Nach Artikel 1 Nummer 2 Buchstabe b wird aufgrund der Einfügung eines neuen Satzes 3 in § 454 Absatz 2 StPO der bisherige § 454 Absatz 2 Satz 4 StPO nunmehr zu § 454 Absatz 2 Satz 5 StPO. Daher ist der in § 453 Absatz 1 Satz 3 StPO enthaltene Verweis redaktionell anzupassen.
Zu Buchstabe b (§ 453 Absatz 2 - neu - StPO)
Für nachträgliche Entscheidungen, die sich auf eine Strafaussetzung zur Bewährung oder eine Verwarnung mit Strafvorbehalt beziehen, sieht das Gesetz lediglich rechtliches Gehör, nicht aber die Form vor, in der es gewährt werden kann. Der neue Absatz 2 des § 453 StPO erweitert die Handlungsmöglichkeiten des Gerichts auf die Anordnung einer Anhörung im Wege der zeitgleichen Bild- und Tonübertragung, wenn der Verurteilte dem nach Belehrung nicht widerspricht. Dies gilt auch für die vorgesehenen Soll-Anhörungen für den Fall des drohenden Widerrufs der Strafaussetzung zur Bewährung.

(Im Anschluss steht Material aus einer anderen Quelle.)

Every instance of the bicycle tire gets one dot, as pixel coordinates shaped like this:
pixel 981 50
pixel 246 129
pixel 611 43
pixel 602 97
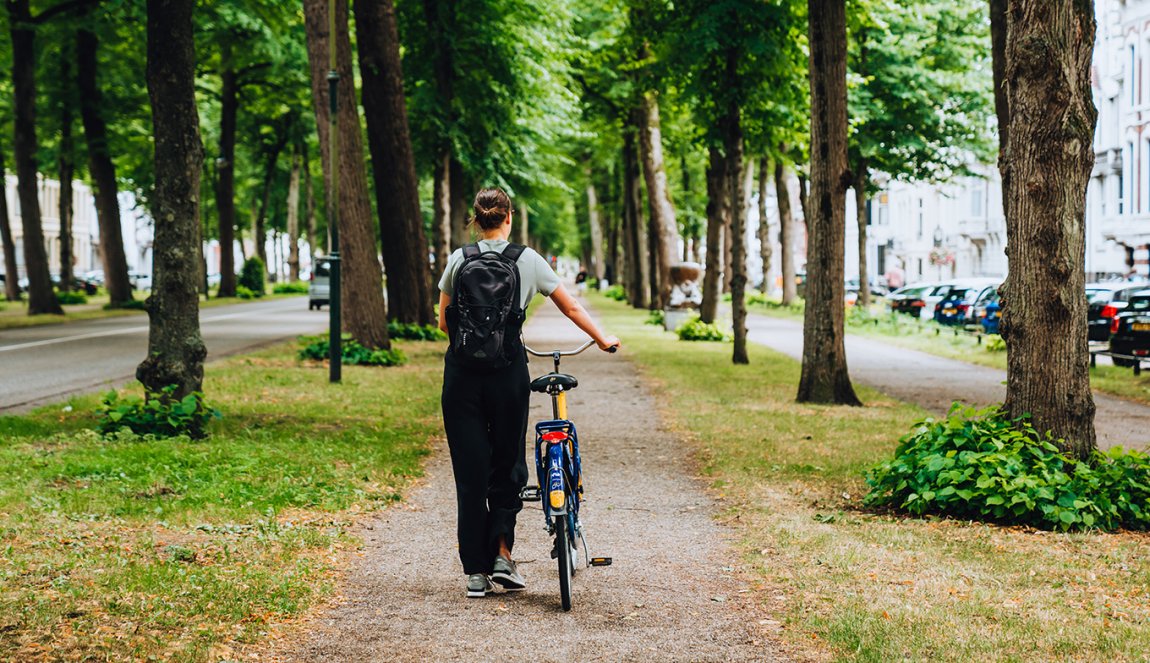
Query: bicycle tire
pixel 565 562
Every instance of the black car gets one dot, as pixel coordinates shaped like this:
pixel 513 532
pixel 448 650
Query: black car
pixel 1104 301
pixel 1131 330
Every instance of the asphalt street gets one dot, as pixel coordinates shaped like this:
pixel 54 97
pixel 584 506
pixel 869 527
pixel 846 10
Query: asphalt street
pixel 934 383
pixel 47 363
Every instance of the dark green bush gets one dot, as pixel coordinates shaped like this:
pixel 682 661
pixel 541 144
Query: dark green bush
pixel 316 348
pixel 160 414
pixel 251 276
pixel 982 465
pixel 415 332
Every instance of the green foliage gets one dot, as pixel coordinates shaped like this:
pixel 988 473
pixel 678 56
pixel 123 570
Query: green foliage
pixel 415 332
pixel 980 464
pixel 294 287
pixel 251 277
pixel 696 330
pixel 160 414
pixel 316 348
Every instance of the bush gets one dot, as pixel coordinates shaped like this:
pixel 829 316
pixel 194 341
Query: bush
pixel 70 297
pixel 316 348
pixel 294 287
pixel 251 277
pixel 160 414
pixel 615 292
pixel 696 330
pixel 415 332
pixel 980 464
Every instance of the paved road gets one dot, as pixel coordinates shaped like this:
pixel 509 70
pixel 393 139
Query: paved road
pixel 46 363
pixel 934 383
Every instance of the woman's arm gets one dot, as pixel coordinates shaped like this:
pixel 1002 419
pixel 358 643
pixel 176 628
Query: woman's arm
pixel 573 309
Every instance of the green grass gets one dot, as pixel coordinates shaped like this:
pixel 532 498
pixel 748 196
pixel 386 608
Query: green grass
pixel 850 584
pixel 129 548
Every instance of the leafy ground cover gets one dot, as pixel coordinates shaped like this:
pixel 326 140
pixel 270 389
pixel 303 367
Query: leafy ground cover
pixel 865 585
pixel 133 548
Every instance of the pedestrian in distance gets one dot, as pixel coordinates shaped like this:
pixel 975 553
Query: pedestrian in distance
pixel 483 294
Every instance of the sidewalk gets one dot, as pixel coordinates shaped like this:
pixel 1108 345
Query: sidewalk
pixel 672 594
pixel 934 383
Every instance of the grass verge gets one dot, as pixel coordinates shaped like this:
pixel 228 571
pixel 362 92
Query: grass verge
pixel 175 549
pixel 864 586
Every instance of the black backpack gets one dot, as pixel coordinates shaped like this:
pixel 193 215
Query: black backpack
pixel 484 317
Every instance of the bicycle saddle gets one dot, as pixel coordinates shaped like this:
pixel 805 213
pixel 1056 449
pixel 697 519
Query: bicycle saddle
pixel 564 382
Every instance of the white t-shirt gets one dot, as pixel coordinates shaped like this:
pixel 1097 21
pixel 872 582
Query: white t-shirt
pixel 535 275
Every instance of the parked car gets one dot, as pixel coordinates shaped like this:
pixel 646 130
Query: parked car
pixel 1129 331
pixel 319 285
pixel 1104 302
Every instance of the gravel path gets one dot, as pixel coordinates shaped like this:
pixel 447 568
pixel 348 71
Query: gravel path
pixel 674 593
pixel 934 383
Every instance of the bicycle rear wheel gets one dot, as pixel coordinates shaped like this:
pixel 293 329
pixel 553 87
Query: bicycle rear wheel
pixel 564 549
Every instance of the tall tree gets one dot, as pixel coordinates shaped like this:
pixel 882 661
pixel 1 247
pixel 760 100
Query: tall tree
pixel 1049 153
pixel 41 299
pixel 101 169
pixel 175 348
pixel 825 378
pixel 363 308
pixel 405 246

Zu Buchstabe c (§ 453 Absatz 3 StPO)
Folgeänderung aufgrund der Änderung in Buchstabe b.
Zu Nummer 2
Zu Buchstabe a (§ 454 Absatz 1 Satz 4 - neu -)
Der neue Satz 4 des Absatzes 1 eröffnet die Möglichkeit der Anordnung der Anhörung im Wege der zeitgleichen Bild- und Tonübertragung unter Verzicht auf eine Vorführung auch in den höchst praxisrelevanten Fällen der Reststrafenaussetzung zur Bewährung. Dies ist vor allem in den Fällen der beabsichtigten Ablehnung einer Reststrafenaussetzung eine erhebliche Verfahrenserleichterung für die Strafvollstreckungskammern und eine wichtige, sicherheits- und aufwandsrelevante Vereinfachung für die Vollzugsanstalten und die Justizwachtmeister. Die Anordnung steht im Ermessen des Gerichts, das den Verurteilten zuvor auf die Möglichkeit eines solchen Verfahrens und das Widerspruchsrecht hinweisen muss. Letztlich schafft dies nicht nur die volle Anordnungsfähigkeit des Gerichts, sondern eröffnet zugleich den Landesjustizverwaltungen nicht zu unterschätzende Einsparungspotenziale.
Zu Buchstabe b (§ 454 Absatz 2 Satz 4 - neu - StPO)
Die Ergänzung des Absatzes 2 ermöglicht es in diesen Verfahren, auch die Einbeziehung eines Sachverständigen im Wege der Bild- und Tonübertragung vorzunehmen.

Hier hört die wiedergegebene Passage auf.